On the other hand, Shabnum, Shaista’s elder sister—mostly doing household chores besides teaching Shaista embroidery work—left school a few years back when her mother went through heart surgery. She was keen to play her role so that her sister attends school without facing any home responsibility.
Life has changed for many schoolgirls in the valley due to pandemic poverty. Many of them couldn’t continue their studies due to financial responsibilities on them — as one or both of their earning-hand parents got affected by the measures of lockdown. In the long run, many say, such struggles only redefine the life of these girls in a place like Kashmir.

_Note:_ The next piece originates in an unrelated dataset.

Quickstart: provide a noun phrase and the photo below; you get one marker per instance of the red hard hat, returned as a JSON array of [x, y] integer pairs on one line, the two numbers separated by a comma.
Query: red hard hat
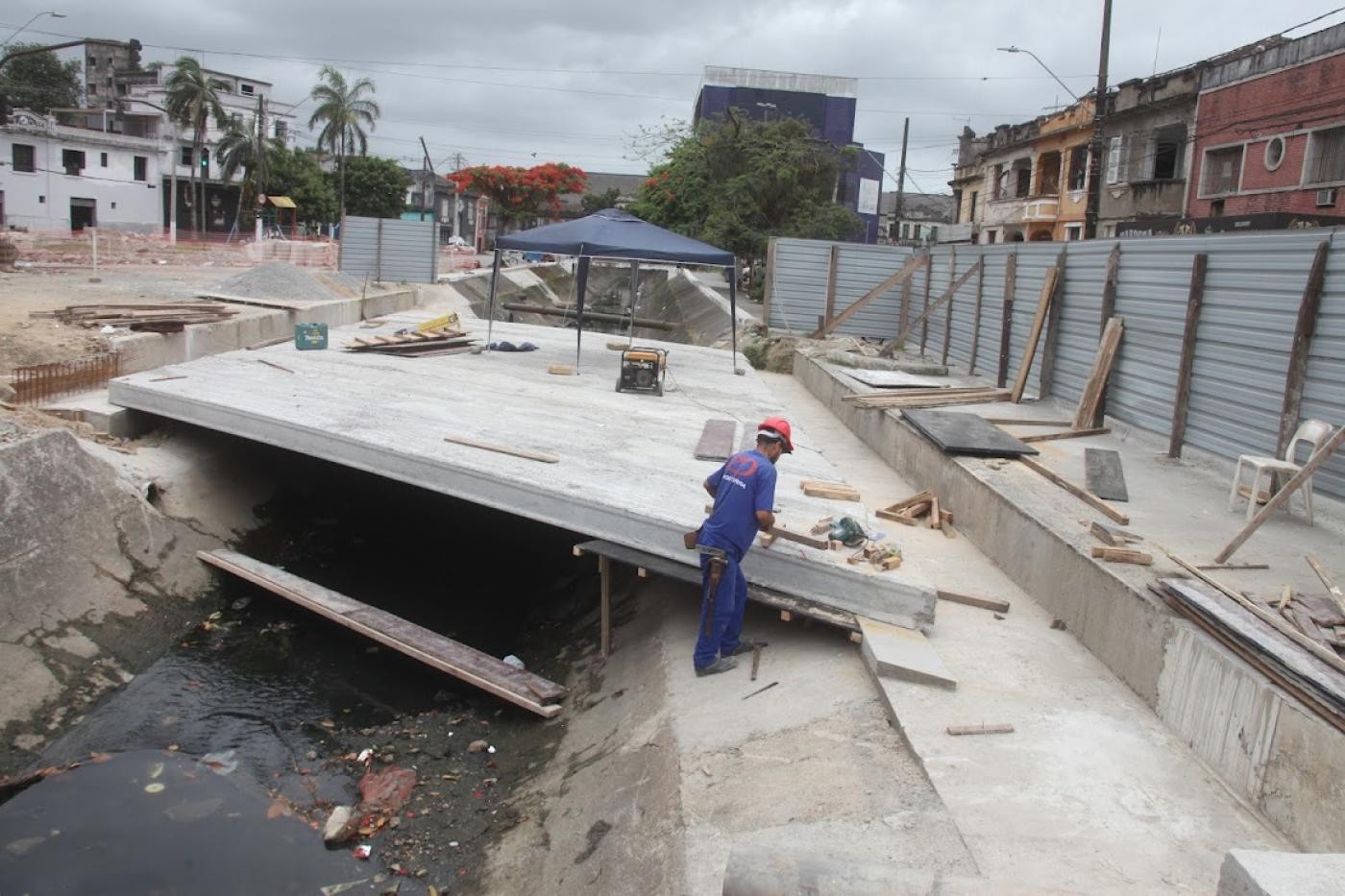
[[779, 426]]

Barely two kilometres from Shaista’s place, Nazima Aziz is sewing a new dress. The girl in her mid-teens had to leave her studies when her mother met with an accident. Her family is dependent on her mother, especially after her father’s health issues rendered him workless.
Due to her ailing parents, Nazima had to step forward to feed the family of seven.
To earn for them, she learned tailoring from her neighbouring lady. Mindful of her family’s pressing situation, Nazima proved to be a quick learner, who would slog in a tin shed, she calls home.
Her sisters—Mysara and Nusrat—were also forced to leave studies due to extreme poverty, while her brother, Jahangir, occasionally goes out for some labour work.
But Namiza makes sure her youngest sibling—Jawhar—studies and prospers in life.
Whenever she gets any payment from her customers, she keeps a portion of it for her younger brother studying in Class 6.
“He’s my hope now,” the teen breadwinner says. “I see my dream in him which motivates me to earn hard for my family welfare.”